TS EAMCET · Chemistry · Chemical Equilibrium
For the formation of ammonia from its constituent elements ( 1 mole of \(\mathrm{N}_2\) and 3 moles of \(\mathrm{H}_2\) ) in a closed vessel of volume \(\mathrm{V}(\mathrm{L})\), the value of \(\mathrm{K}_{\mathrm{C}}\) is [units of \(\mathrm{K}_{\mathrm{C}}=\mathrm{mol}^{-2} \mathrm{~L}^2\) ]
- A \(\frac{3 x^2 \mathrm{~V}^2}{9(1-x)^4}\)
- B \(\frac{4 x \mathrm{~V}^2}{9(1-x)^3}\)
- C \(\frac{4 x^2 \mathrm{~V}^2}{27(1-x)^4}\)

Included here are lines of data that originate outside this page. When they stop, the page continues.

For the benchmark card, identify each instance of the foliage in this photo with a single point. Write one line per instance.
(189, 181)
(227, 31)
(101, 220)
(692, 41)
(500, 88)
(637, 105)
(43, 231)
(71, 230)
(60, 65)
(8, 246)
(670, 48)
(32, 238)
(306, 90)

- D \(\frac{x^2 \mathrm{~V}^2}{27(1-x)^3}\)
Answer & Solution
Correct Answer
(C) \(\frac{4 x^2 \mathrm{~V}^2}{27(1-x)^4}\)
Step-by-step Solution
Detailed explanation
\begin{aligned} & \therefore \quad \mathrm{K}_{\mathrm{C}}=\frac{\left[\mathrm{NH}_3\right]^2}{\left[\mathrm{~N}_2\right]\left[\mathrm{H}_2\right]^3}=\frac{(2 \mathrm{x})^2 / \mathrm{v}^2}{\{(1-\mathrm{x}) / \mathrm{v}\}\left\{(3-3 \mathrm{x})^3 / \mathrm{v}^3\right\}} \\ &…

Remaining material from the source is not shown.